Mereka menilai rencana relokasi tidak boleh dilakukan secara tergesa-gesa tanpa mempertimbangkan dampak ekonomi bagi mereka.
“Kami sudah cukup kesulitan dengan menurunnya daya beli masyarakat. Jika dipindah tanpa kepastian pelanggan, kami bisa semakin sulit bertahan,” ungkap seorang pedagang yang menolak rencana relokasi, Unari kepada Fakta Banten, Kamis (20/2/2025).
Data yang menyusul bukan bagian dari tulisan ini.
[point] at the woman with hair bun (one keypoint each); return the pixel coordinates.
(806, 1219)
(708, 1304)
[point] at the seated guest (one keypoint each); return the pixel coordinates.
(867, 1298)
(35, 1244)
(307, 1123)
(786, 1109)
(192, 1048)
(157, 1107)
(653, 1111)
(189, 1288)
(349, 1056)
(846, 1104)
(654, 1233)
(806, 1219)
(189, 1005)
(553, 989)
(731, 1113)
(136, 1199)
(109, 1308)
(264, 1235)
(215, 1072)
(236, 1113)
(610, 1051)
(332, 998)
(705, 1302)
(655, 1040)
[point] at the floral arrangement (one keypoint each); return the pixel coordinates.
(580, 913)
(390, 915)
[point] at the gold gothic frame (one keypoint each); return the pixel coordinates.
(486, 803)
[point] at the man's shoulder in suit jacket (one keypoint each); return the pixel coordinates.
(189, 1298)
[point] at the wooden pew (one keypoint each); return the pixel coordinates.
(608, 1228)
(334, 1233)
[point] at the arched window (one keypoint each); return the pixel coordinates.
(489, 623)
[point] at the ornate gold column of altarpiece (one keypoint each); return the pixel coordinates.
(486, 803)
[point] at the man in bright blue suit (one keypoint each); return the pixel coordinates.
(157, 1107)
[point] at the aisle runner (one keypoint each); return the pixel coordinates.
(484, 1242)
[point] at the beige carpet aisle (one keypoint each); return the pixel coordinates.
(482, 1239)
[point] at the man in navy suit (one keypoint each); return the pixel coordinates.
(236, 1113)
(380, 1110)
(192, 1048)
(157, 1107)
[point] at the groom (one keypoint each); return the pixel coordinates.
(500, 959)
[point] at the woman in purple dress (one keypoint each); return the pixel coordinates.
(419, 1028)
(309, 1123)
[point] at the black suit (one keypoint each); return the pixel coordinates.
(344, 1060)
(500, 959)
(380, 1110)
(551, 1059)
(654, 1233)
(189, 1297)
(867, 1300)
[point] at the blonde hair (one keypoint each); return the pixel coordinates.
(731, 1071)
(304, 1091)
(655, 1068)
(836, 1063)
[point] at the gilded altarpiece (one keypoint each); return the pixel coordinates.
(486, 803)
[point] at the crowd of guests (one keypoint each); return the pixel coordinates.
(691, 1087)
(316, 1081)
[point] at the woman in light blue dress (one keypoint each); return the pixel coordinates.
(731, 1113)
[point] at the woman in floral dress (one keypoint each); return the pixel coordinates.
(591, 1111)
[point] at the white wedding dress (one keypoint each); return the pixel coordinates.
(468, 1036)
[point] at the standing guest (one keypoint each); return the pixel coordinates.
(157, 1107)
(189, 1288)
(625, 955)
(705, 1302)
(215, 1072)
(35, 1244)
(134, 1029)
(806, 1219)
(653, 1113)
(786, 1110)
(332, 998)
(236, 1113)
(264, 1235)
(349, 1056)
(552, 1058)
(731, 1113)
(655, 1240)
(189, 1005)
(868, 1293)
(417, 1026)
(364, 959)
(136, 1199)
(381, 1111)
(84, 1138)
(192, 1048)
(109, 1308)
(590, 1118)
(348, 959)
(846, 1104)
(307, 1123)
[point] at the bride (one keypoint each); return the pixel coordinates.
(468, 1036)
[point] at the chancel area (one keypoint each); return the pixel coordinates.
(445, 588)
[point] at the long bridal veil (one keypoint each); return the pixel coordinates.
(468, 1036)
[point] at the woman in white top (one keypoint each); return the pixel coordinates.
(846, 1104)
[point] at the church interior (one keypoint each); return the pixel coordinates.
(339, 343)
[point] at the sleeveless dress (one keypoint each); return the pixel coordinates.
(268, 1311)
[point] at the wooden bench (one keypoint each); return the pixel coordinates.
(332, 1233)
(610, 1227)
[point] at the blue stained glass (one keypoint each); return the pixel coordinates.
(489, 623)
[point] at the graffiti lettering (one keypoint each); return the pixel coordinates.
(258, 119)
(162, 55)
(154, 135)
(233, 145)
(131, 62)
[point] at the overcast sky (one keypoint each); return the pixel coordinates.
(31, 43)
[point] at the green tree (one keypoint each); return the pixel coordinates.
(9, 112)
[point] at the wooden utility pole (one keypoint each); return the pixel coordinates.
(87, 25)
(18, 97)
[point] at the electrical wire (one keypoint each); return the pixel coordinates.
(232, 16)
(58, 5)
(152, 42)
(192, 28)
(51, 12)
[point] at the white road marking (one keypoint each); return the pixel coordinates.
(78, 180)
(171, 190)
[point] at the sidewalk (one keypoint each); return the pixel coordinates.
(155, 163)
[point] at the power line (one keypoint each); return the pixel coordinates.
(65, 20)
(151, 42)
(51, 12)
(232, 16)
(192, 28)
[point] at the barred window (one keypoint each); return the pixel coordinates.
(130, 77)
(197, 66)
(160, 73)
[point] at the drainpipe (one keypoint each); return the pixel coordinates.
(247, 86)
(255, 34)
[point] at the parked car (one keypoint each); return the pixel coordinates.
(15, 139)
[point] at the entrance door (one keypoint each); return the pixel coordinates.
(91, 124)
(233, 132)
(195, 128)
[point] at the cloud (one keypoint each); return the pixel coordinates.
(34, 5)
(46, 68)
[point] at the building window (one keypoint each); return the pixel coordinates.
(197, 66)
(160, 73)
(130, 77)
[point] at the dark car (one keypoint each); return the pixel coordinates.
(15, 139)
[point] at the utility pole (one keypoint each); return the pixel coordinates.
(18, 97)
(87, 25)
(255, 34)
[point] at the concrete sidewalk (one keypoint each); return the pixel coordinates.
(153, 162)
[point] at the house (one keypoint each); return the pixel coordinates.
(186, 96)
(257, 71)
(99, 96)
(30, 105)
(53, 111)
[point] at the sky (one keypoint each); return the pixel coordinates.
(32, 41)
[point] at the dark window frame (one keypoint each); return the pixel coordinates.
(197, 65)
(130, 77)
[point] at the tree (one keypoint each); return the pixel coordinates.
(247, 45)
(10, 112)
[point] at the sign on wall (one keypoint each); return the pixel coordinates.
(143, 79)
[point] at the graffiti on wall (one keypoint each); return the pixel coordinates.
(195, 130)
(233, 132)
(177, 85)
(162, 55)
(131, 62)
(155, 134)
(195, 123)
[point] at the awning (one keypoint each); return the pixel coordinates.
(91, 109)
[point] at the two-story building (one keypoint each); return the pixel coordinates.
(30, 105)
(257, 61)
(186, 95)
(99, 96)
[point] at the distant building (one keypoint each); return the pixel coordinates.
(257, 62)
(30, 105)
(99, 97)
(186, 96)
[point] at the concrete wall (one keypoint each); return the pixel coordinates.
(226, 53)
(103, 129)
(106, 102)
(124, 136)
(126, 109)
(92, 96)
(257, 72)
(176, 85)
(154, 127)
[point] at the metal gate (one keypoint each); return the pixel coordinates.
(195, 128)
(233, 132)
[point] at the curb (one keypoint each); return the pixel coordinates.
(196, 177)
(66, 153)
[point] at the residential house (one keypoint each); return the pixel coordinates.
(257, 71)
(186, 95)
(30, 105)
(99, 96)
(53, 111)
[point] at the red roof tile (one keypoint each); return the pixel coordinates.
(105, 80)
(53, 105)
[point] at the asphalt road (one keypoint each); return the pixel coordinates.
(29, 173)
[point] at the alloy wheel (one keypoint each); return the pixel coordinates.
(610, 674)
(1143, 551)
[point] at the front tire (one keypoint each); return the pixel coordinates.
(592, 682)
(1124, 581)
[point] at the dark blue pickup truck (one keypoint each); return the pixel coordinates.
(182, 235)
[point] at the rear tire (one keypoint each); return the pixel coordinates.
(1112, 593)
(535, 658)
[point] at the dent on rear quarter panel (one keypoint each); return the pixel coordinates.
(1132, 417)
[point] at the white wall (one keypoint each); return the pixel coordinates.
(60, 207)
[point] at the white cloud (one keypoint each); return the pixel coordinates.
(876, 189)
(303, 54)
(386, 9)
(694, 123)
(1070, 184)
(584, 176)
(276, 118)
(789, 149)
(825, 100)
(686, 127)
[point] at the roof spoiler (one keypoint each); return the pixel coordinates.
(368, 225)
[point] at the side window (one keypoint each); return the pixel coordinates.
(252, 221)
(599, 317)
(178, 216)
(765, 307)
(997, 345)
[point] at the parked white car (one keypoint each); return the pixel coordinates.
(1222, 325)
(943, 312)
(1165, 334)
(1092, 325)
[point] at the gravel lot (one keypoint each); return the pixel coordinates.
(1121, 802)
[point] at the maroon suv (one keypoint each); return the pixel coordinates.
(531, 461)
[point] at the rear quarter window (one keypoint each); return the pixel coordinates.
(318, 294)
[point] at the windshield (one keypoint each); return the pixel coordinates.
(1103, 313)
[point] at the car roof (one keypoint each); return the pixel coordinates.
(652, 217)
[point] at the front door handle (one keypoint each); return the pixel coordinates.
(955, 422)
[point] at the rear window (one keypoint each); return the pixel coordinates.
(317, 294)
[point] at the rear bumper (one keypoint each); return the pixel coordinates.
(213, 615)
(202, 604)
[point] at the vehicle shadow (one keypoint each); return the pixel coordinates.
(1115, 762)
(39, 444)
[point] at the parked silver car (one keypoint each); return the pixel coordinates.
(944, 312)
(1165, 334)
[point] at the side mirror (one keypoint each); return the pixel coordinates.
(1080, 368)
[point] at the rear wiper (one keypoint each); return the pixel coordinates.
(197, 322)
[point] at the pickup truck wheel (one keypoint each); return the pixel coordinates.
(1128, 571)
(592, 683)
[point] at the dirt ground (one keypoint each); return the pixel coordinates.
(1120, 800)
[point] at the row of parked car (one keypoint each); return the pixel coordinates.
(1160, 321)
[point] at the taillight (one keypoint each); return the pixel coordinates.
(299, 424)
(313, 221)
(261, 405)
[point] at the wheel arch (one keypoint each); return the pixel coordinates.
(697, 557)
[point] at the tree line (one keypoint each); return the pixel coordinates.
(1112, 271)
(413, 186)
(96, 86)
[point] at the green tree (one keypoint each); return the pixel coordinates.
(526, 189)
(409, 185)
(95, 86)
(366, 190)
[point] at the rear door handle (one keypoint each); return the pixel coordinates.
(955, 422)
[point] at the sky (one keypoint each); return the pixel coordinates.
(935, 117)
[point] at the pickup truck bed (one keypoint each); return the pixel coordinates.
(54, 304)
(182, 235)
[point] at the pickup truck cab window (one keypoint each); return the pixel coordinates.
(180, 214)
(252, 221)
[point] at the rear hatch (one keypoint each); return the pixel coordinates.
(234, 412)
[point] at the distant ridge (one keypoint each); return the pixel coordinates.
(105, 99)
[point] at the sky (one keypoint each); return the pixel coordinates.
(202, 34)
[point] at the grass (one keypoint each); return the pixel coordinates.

Menurut para pedagang, pemerintah daerah harus lebih dulu memastikan lokasi baru benar-benar layak sebelum mengeluarkan kebijakan pemindahan.
Mereka juga meminta adanya dialog antara pemerintah dan PKL untuk mencari solusi terbaik.
Para pedagang berharap pemimpin baru membuka ruang diskusi agar keputusan yang diambil tidak merugikan mereka.
“Kami tidak menolak perbaikan, tapi kebijakan harus bijak. Kami siap berdialog untuk mencari solusi terbaik yang tidak merugikan pedagang kecil,” kata seorang perwakilan PKL, Pandi.
Dengan harapan ini, para pedagang menanti langkah konkret dari pemerintah daerah agar kebijakan relokasi tidak menjadi bumerang bagi mereka. (*/Sahrul).